Park Gyu (Im Joo-hwan) arrives from Hanyang (the historical name for Seoul) on a secret mission from the King to uncover corruption, embezzlement, and whatever else he may find on Tamna. However, his cover story leads to a tangle of complications for him: used to being doted on as an aristocratic scholar and high government official, he is sent to Tamna on the pretense of having been at the center of a sexual harassment scandal for which he has been permanently banished to the island, where he will have to work for a local family despite not being used to manual labor.
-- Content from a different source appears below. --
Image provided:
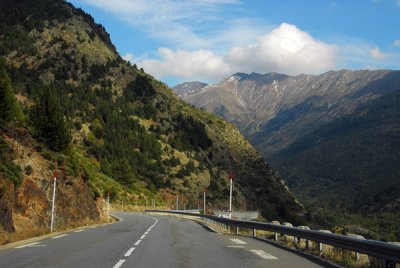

Tamna native Jang Beo-jin (Seo Woo) is an abalone diver whose mother is the leader of all the village divers (haenyo lit. "sea women"). Unfortunately for Beo-jin, she didn't inherit her mother's gifts or prowess for diving. She is the lowest of the apprentice divers after eight years and she is constantly being berated by her mother and all the other divers; she manages to mess up every chance she is given.

Her first meeting with Park Gyu comes when she is sent to deliver some abalone to the village elders for a religious ceremony but ends up knocking down the altar and Park Gyu, and losing the medallion that entitles her family to a lower tithe to the King. Believing it to be in Park Gyu's possession, she tries to get it back from the upright and uptight noble, who is later sent to live with Beo-jin's family on the same day that William is shipwrecked off the coast; Beo-jin hides him, and later Yan as well, in a cave outside the village.

==Cast==
=== Main cast ===

- Seo Woo as Jang Beo-jin
- Im Joo-hwan as Park Gyu
- Pierre Deporte as William Spencer
- Lee Seung-min as Seo-rin
- Lee Seon-ho as Yan Kawamura

=== Supporting cast ===

- Kim Mi-kyung as Choi Jang-nyeo, Beo-jin's mother
- Byun Woo-min as Jang Won-bin, Beo-jin's father
- Kim Yoo-jung as Jang Beo-seol, Beo-jin's younger sister
- Yang Hee-kyung as Mr. Eom's wife, Park Gyu's birth mother
- Lee Ho-jae as Park Chul, Park Gyu's birth father
- Seo Beom-shik as Jeon Chi-yong
- Park Joon as nobleman Song
- Park Woong as ancestral rites priest
- Lee Ho-seong as exiled King Gwanghaegun.
- Jo Seung-yeon as assistant governor Kim Yi-bang
- Bang Eun-hee as Go Ba-soon
- Jung Joo-ri as Han Kkeut-boon
- Kim Ho-won as Hyang Dol-yi
- Yoo Tae-woong as Han Philip
- Jang Kyung-ah as Hong Shi-yeon
- Kim Byeong-chun as public official Ahn
- Song Gwi-hyun 	as Hong Goo-rak
- Robert Holley as Jan Jansz Weltevree (Park Yeon)
- Lee Byung-joon as King Injo
- So Young-don as Crown Prince Sohyeon
- Goo Bon-im as Jong-dal's mother
- Jo Moon-ui as Jong-dal's father
- Park Hee-jin as Jong-dal
- Kim Hyun-ah as woman from Kang-jin
- Lee Han-wi as Lee Sa-pyeong, potter
- Lee Jung-sub as Kim Hoon-jang
- Lee Hae-woo as Hyang Dul-yi

==Production==
The drama had been planned for 20 episodes (and filmed months in advance) but in its original run, MBC cut it down to 16 episodes due to low ratings despite fan fervor and general praise. As a result, beginning with episode 11, the production had to quickly edit down the remaining ten episodes into six, leaving a lot of material on the cutting room floor. The overseas broadcasts aired all 20 episodes, while the Director's Cut DVD release features 21 episodes.

==Awards==
2009 17th Korean Culture and Entertainment Awards
- Best New Actor: Im Joo-hwan

2009 MBC Drama Awards
- Best New Actor: Im Joo-hwan
- Best New Actress: Seo Woo
- Popularity Award, Actress: Seo Woo

==International broadcast==
It aired in Japan on cable channel Mnet beginning October 26, 2009.

It aired in Thailand on Channel 7 every Thursday to Friday at 8.30 a.m. starting from October 11, 2012.